Дымка в небе стала рассеиваться, и сквозь нее пробились бледные осенние лучи солнца. Посреди парка был большой пруд. На его зеркальной глади плавали красные и желтые осенние листья. Они беззвучно срывались с высоких дубов, вязов, кленов и медленно кружились в воздухе. Было удивительно красиво. В центре пруда возвышалась белая статуя девушки с веслом. Вой и разрывы снарядов казались чудовищной нелепостью, бредом.

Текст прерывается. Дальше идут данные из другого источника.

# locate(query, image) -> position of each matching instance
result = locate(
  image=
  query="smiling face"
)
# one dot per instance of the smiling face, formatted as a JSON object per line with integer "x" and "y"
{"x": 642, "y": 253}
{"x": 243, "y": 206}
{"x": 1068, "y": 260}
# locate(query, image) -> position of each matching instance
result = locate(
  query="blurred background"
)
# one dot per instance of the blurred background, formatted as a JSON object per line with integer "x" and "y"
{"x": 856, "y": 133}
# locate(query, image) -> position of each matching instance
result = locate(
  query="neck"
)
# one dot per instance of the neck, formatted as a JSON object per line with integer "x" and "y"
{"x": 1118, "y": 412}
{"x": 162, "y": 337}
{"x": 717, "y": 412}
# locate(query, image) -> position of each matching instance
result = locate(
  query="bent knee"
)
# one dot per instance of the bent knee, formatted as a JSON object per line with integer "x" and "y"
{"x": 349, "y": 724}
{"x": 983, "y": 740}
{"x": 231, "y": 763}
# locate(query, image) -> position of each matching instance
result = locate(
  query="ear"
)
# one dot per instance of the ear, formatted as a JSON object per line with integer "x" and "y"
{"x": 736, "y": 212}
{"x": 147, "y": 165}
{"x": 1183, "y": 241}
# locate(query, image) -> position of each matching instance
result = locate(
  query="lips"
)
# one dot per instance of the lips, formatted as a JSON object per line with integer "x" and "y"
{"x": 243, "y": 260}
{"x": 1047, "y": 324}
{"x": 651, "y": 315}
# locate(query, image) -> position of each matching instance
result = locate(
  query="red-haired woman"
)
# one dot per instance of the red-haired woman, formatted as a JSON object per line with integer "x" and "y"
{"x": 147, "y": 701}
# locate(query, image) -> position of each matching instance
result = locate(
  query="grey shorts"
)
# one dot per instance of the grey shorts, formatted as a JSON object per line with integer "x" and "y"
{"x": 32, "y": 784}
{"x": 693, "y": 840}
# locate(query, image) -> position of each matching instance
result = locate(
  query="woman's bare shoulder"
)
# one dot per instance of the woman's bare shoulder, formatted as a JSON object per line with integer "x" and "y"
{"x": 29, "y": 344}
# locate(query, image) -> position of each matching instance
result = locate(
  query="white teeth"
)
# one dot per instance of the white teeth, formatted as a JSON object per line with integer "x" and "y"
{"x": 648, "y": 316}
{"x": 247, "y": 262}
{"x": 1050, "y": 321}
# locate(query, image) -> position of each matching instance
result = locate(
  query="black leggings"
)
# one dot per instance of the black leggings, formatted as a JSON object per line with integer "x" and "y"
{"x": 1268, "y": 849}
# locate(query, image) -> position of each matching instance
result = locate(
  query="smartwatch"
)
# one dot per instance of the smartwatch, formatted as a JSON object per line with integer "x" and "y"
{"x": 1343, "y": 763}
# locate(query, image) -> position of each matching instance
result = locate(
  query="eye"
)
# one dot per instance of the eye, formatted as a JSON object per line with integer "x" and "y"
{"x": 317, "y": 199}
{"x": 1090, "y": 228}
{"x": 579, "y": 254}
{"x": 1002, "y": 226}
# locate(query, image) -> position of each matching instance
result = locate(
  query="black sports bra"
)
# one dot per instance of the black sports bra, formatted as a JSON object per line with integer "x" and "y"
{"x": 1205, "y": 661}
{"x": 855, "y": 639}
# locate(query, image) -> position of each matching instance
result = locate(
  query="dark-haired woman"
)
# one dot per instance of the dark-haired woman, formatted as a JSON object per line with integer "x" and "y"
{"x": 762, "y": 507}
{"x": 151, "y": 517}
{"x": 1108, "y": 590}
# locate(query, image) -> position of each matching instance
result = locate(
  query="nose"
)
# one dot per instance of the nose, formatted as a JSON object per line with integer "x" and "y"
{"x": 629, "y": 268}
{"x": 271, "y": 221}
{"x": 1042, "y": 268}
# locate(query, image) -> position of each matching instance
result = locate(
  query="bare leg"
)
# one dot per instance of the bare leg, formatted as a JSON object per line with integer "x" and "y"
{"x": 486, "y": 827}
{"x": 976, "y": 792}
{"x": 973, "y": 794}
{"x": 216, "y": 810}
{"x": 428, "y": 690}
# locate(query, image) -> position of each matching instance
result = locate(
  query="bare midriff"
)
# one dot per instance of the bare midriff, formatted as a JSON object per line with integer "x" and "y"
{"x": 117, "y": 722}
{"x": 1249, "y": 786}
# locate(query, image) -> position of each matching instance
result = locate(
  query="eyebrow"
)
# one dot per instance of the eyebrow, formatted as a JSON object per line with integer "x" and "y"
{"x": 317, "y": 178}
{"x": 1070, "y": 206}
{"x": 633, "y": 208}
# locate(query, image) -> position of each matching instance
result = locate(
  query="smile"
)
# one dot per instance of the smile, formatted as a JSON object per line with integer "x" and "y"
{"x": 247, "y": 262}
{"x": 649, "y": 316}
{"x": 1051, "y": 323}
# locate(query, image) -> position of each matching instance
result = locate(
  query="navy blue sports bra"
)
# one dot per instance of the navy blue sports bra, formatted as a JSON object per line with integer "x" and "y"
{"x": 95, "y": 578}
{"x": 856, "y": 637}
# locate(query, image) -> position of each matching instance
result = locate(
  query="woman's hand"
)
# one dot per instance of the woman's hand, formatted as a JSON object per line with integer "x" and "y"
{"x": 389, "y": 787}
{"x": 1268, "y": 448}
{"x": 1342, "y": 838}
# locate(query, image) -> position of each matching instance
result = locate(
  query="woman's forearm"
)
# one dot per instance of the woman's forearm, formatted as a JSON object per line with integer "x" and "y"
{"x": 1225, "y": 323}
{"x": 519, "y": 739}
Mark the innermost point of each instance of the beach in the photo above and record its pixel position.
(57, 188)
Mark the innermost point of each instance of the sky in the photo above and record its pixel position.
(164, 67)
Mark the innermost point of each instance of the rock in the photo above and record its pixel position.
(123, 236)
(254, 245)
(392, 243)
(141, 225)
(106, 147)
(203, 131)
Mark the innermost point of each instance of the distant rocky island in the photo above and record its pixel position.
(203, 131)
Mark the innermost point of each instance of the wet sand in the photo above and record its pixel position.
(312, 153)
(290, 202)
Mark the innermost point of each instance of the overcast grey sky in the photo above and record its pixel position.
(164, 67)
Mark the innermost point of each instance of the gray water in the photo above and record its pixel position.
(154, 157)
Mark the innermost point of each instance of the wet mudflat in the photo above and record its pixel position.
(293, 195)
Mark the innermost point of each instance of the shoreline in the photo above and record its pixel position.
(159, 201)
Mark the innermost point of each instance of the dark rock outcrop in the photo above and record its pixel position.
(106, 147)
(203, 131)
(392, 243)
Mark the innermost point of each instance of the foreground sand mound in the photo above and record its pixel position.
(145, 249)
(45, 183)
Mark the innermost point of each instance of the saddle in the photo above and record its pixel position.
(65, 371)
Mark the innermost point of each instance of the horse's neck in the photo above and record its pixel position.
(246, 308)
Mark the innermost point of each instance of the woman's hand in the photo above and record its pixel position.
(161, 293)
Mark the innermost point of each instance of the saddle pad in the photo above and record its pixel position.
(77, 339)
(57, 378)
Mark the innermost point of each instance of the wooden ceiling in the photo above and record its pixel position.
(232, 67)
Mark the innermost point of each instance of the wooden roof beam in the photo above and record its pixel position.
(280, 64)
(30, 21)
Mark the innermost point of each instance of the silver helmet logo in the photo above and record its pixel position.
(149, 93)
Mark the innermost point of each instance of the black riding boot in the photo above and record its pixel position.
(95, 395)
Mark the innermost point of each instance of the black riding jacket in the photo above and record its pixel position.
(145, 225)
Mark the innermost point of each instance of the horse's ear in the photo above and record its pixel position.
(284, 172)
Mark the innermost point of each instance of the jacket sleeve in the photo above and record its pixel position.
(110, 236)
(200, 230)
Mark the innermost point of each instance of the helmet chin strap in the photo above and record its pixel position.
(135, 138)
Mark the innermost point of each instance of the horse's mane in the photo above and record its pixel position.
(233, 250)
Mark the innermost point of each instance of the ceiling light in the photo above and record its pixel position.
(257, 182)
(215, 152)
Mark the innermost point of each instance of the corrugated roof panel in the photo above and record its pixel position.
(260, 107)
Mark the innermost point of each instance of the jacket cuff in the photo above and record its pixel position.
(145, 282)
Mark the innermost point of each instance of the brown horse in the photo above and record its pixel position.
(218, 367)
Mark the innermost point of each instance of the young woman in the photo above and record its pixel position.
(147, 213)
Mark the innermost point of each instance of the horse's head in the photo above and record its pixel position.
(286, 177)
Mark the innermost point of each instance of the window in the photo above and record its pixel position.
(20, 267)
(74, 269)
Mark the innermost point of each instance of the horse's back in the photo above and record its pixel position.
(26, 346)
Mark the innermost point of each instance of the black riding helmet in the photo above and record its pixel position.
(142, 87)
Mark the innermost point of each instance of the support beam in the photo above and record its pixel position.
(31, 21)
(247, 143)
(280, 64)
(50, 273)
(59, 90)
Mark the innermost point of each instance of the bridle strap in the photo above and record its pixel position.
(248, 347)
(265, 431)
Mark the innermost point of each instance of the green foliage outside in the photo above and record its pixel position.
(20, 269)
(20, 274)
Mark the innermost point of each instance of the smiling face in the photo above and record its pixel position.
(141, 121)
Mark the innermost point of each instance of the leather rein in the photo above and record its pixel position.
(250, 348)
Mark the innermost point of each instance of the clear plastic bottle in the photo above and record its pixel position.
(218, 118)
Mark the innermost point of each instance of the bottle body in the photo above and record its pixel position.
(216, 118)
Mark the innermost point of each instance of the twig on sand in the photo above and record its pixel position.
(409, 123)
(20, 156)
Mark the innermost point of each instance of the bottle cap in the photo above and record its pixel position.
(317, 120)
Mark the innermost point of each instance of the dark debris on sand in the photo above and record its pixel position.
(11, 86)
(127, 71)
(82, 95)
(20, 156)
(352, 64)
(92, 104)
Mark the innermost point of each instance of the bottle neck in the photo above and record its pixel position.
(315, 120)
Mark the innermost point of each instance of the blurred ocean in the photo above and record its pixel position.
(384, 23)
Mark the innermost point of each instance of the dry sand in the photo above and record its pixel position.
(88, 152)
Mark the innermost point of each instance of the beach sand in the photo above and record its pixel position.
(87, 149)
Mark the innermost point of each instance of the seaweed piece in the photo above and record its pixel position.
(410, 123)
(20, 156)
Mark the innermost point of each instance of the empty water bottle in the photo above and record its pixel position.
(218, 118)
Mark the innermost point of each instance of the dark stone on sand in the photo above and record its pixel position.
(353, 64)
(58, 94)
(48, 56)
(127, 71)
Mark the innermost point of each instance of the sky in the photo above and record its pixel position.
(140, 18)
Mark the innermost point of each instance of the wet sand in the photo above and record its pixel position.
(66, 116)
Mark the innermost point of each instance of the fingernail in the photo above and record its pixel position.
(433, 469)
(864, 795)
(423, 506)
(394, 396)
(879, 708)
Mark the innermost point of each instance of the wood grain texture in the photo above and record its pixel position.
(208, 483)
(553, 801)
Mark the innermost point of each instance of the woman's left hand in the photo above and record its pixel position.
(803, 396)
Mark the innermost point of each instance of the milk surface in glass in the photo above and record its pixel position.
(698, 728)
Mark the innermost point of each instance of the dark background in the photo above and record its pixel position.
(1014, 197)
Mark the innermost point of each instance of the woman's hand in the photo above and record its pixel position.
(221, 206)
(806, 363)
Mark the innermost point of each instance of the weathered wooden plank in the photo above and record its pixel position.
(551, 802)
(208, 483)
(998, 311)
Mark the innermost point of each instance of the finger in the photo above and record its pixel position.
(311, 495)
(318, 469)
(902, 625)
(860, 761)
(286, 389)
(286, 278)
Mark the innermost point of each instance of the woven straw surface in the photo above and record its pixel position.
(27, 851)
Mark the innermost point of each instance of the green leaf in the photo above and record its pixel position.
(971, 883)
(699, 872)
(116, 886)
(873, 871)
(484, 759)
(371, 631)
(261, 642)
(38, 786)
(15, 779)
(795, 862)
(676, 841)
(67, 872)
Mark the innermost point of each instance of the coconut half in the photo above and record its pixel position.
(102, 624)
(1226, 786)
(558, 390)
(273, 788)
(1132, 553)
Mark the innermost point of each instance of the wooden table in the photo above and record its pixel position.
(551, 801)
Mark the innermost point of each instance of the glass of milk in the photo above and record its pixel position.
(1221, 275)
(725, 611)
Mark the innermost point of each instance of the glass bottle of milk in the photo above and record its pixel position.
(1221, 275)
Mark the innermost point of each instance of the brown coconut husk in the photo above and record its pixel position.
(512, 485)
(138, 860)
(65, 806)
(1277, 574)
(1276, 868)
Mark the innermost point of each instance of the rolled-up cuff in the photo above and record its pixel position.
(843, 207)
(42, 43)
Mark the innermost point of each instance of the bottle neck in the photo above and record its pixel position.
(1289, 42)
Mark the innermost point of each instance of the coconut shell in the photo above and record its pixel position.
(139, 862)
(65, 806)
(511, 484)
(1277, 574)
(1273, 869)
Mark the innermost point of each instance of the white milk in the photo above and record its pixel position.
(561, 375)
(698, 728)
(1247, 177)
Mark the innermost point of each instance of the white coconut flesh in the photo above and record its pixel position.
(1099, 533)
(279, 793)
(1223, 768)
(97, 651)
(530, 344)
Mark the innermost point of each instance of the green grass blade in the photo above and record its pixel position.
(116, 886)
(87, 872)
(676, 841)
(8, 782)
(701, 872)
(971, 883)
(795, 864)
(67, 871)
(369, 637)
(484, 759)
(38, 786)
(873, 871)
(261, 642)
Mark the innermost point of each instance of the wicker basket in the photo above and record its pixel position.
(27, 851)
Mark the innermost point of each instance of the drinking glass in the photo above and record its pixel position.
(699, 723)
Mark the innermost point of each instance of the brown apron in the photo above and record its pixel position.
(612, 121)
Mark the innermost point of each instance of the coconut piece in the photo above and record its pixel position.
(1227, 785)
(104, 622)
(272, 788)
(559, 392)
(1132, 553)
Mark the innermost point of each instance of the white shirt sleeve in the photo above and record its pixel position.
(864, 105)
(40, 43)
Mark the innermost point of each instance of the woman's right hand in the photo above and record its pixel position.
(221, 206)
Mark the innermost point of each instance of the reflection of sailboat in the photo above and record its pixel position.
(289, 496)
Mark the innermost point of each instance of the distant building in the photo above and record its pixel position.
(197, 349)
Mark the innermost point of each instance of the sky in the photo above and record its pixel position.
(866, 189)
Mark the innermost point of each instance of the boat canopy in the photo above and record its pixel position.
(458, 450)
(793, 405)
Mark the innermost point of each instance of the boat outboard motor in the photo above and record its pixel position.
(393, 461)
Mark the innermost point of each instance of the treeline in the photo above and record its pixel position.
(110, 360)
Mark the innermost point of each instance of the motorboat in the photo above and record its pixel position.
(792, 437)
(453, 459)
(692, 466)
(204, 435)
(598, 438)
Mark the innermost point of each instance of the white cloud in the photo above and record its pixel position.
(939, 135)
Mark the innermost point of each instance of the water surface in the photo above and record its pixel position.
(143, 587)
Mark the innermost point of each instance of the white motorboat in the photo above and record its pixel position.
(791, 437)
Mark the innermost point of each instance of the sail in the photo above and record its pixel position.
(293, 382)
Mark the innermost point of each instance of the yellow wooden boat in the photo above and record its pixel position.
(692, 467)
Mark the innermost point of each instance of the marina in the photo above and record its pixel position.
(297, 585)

Вся эта картина вызвала меня на откровенность, и я стал читать Андрианову свои стихи. Он слушал молча, с застывшей улыбкой и, возможно, думал о другом. Потом посоветовал мне написать о своей сумке, ноже, карабине. Я обещал это непременно сделать.
Наговорившись досыта, притихшие, мы вернулись к орудиям.
После обеда орудийные номера грелись в доме, где протопили печи. Возле дома стоял небольшой броневик, и его экипаж — трое в танкистских шлемах — пытался его отремонтировать.
Наши бойцы очень неохочи до разговоров — сильно тоскуют по семьям. Они прямо из лагерей попали на фронт и уже давно не видели близких.